The nature of these “improvements,” however, is chilling. Sociologists Jackelyn Hwang and Robert J. Sampson published a survey of gentrification in Chicago neighborhoods and found that rather than move into predominantly black neighborhoods, white gentrifiers tend to move to more ethnically mixed neighborhoods, driving down diversity until the neighborhood is homogenous. Neighborhood revitalization tends to exist in extremes that assume equitable growth for minority and white residents isn’t possible, and that, ultimately, nothing can stop wealthy whites.
Earlier this Summer, The New York Times reported on an increasingly volatile situation at Brooklyn Bridge Park, specifically on the 85-acre park’s basketball courts. In recent months, a number of fights have broken out on the courts, which spill out into nearby Joralemon Street, and have residents of the affluent neighborhood on edge. Gothamist reported that some residents feared for the “character” of their neighborhood and others called for the removal of the courts all together. The proposed replacement? Tennis courts. The violence at the park, which on at least one occasion involved a gun, is certainly a cause for concern, but something about replacing storied Brooklyn basketball courts with tennis courts seems particularly aggressive.
In the Times story, 17-year-old Aaliyah Johnson, who is black, said, “Sometimes I try and avoid going on Joralemon, it’s like they look at you, move their kids over like you’re going to do something, and clutch on to their purse.
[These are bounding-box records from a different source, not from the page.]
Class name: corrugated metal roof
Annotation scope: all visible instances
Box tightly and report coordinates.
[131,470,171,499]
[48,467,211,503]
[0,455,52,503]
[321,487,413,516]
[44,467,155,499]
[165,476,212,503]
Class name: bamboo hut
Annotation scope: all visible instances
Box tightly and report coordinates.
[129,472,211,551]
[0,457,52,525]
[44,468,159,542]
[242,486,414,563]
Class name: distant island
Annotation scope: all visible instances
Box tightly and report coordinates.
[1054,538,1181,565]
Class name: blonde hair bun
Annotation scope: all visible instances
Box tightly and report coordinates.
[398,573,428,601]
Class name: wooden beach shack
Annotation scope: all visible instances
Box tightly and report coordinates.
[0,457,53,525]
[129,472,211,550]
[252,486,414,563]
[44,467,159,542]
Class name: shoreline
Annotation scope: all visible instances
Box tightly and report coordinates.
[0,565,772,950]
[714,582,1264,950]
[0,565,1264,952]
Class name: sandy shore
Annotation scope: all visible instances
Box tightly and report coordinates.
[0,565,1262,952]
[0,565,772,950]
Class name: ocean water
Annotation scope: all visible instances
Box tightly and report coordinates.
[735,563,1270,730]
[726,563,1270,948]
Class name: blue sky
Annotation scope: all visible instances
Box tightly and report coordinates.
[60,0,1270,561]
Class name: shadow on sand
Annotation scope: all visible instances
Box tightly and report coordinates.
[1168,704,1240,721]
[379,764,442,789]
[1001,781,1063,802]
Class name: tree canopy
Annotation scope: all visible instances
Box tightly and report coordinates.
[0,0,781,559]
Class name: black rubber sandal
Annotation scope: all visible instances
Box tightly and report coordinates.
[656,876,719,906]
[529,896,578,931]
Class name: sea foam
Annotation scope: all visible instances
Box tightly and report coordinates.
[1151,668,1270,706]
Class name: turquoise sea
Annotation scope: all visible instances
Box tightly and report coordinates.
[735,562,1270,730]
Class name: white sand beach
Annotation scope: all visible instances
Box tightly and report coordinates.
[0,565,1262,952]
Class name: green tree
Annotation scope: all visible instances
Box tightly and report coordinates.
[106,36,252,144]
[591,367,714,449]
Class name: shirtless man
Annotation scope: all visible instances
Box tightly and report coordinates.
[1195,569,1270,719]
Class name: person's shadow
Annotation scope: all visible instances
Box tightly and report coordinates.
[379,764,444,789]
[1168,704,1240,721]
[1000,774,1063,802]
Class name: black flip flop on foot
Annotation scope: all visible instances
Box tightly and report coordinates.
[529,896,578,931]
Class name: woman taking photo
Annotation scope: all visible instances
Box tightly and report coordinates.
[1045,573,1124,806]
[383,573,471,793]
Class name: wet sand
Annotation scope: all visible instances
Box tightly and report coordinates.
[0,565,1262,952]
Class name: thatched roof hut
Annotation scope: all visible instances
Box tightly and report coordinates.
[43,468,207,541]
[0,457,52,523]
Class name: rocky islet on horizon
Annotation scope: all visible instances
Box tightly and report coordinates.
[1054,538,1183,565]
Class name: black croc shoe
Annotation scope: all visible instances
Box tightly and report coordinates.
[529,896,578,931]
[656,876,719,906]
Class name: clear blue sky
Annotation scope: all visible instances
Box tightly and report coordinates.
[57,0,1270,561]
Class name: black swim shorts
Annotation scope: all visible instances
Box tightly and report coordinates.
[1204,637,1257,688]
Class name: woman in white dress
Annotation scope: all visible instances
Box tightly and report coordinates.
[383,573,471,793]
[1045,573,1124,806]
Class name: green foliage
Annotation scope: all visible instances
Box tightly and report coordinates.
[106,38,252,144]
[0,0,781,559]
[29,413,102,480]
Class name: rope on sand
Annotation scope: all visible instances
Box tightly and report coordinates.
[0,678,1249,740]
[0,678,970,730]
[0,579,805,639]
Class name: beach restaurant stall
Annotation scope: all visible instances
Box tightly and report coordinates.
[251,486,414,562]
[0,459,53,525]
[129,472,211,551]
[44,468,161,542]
You’re doing that — it just makes us not feel welcome. We just came here to play basketball.” While the proposed removal of the courts was eventually shot down, it isn’t hard to imagine stories like this taking place around the country, as the safe space of wealthy whites expands like Manifest Destiny.
“Sometimes I try and avoid going on Joralemon, it’s like they look at you, move their kids over like you’re going to do something, and clutch on to their purse.”
Efforts to truly revitalize “forgotten” communities should address the reasons they were forgotten in the first place. The pattern that has emerged, driven by an assumed blindness to race, allows white privilege to consume itself, expanding in search of diversity only to push diverse populations out again and again. A report released this week by the Institute for Policy Studies suggests that if current public policies stay the same, it will take over two centuries for Black families to attain the amount of wealth that white families have today. For Latino families, it’ll take eighty-four years.
Safe spaces represent a social reality. People want to be empowered to make the area around them nicer, to exist freely in their community and feel a sense of equity to their homes. The seemingly endless conversation around gentrification should consider this more evenly. Nice amenities like coffee shops often appear first in a neighborhood before bodegas and corner stores start taking on a different character and, seemingly overnight, the number of brown and black faces in a neighborhood drops and sameness settles in. The expanding block of sameness present in Williamsburg and similar neighborhoods around the country will surely keep growing as long as some “safe spaces” remain valued above others.